执行「建筑物概要」的聚合管道pipelineBuildingsSummary,来计算每个建筑物中所有空调机组每小时消耗的总能量,返回的结果如下所示:
IOT电力消耗之建筑物概要聚合

  • Integral Trapezoidal Rule. As documented in the MongoDB Manual, $integral _”returns an approximation for the mathematical integral value, which is calculated using the trapezoidal rule”_. For non-mathematicians, this explanation may be hard to understand. You may find it easier to comprehend the behaviour of the $integral operator by studying the illustration below and the explanation that follows:

    使用梯形法则通过近似积分计算功耗的示例

    Essentially the trapezoidal rule determines the area of a region between two points under a graph by matching the region with a trapezoid shape that approximately fits this region and then calculating the area of this trapezoid. You can see a set of points on the illustrated graph with the matched trapezoid shape underneath each pair of points. For this IOT Power Consumption example, the points on the graph represent an air-conditioning unit’s power readings captured every 30 minutes. The Y-axis is the _power rate_ in Kilowatts, and the X-axis is _time_ to indicate when the device captured each reading. Consequently, for this example, the energy consumed by the air-conditioning unit for a given hour’s span is the area of the hour’s specific section under the graph. This section’s area is approximately the area of the two trapezoids shown. Using the $integral operator for the window of time you define in the $setWindowFields stage, you are asking for this approximate area to be calculated, which is the Kilowatt-hours consumed by the air-conditioning unit in one hour.

  • Window Range Definition. For every captured document representing a device reading, this example’s pipeline identifies a window of _1-hour_ of previous documents relative to this _current_ document. The pipeline uses this set of documents as the input for the $integral operator. It defines this window range in the setting range: [-1, "current"], unit: "hour". The pipeline assigns the output of the $integral calculation to a new field called consumedKilowattHours.

  • One Hour Range Vs Hours Output. The fact that the $setWindowFields stage in the pipeline defines unit: "hour" in two places may appear redundant at face value.

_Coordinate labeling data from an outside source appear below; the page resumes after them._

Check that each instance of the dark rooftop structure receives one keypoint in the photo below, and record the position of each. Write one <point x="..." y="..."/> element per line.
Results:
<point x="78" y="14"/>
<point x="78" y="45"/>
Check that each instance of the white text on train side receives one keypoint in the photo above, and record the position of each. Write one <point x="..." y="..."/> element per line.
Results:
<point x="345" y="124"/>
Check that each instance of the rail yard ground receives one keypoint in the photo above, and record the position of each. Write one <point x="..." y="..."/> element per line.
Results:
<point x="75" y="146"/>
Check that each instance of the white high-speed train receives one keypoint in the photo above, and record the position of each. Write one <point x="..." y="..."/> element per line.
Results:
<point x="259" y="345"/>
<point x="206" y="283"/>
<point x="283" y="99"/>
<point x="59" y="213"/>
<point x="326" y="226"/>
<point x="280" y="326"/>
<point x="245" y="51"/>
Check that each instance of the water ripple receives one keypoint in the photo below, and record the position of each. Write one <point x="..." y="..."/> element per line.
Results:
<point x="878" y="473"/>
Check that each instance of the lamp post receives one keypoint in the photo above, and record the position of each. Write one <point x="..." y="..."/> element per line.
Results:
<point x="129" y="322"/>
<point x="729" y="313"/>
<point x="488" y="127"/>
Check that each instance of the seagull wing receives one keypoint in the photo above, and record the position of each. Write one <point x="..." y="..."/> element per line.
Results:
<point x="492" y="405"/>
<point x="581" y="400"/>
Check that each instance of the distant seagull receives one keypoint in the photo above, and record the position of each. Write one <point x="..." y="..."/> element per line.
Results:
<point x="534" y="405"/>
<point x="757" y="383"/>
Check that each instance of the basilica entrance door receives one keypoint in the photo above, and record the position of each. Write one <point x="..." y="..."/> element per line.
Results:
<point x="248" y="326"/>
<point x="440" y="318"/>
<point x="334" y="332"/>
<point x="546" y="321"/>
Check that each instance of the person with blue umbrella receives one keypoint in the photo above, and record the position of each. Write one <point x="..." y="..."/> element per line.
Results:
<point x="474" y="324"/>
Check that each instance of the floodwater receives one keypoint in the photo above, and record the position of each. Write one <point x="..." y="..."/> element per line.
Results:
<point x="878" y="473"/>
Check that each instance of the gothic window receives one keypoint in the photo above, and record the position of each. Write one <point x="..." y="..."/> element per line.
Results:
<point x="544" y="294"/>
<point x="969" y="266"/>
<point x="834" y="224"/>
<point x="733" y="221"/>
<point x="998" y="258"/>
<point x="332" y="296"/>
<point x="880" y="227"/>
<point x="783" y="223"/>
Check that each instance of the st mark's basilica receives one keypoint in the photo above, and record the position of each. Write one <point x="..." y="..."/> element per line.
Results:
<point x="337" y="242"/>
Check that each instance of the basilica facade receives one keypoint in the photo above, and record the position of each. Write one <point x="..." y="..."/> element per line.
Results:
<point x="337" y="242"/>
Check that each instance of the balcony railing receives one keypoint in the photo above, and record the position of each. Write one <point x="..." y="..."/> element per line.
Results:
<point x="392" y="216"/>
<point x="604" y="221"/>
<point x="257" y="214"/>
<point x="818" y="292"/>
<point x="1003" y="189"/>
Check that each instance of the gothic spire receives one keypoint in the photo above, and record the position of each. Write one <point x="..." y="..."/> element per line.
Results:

However, this is not the case, and each serves a different purpose. As described in the previous observation, unit: "hour" for the "window" option helps dictate the size of the window of the previous number of documents to analyse. However, unit: "hour" for the $integral operator defines that the output should be in hours (“Kilowatt-hours” in this example), yielding the result consumedKilowattHours: 8.5 for one of the processed device readings. However, if the pipeline defined this $integral parameter to be "unit": "minute" instead, which is perfectly valid, the output value would be 510 Kilowatt-minutes (i.e. 8.5 x 60 minutes).

  • Optional Time Series Collection. This example uses a time series collection to store sequences of device measurements over time efficiently. Employing a time series collection is optional, as shown in the NOTE Javascript comment in the example code. The aggregation pipeline does not need to be changed and achieves the same output if you use a regular collection instead. However, when dealing with large data sets, the aggregation will complete quicker by employing a time series collection.

  • Index for Partition By & Sort By. In this example, you define the index {deviceID: 1, timestamp: 1} to optimise the use of the combination of the partitionBy and sortBy parameters in the $setWindowFields stage. This means that the aggregation runtime does not have to perform a slow in-memory sort based on these two fields, and it also avoids the pipeline stage memory limit of 100 MB. It is beneficial to use this index regardless of whether you employ a regular collection or adopt a time series collection.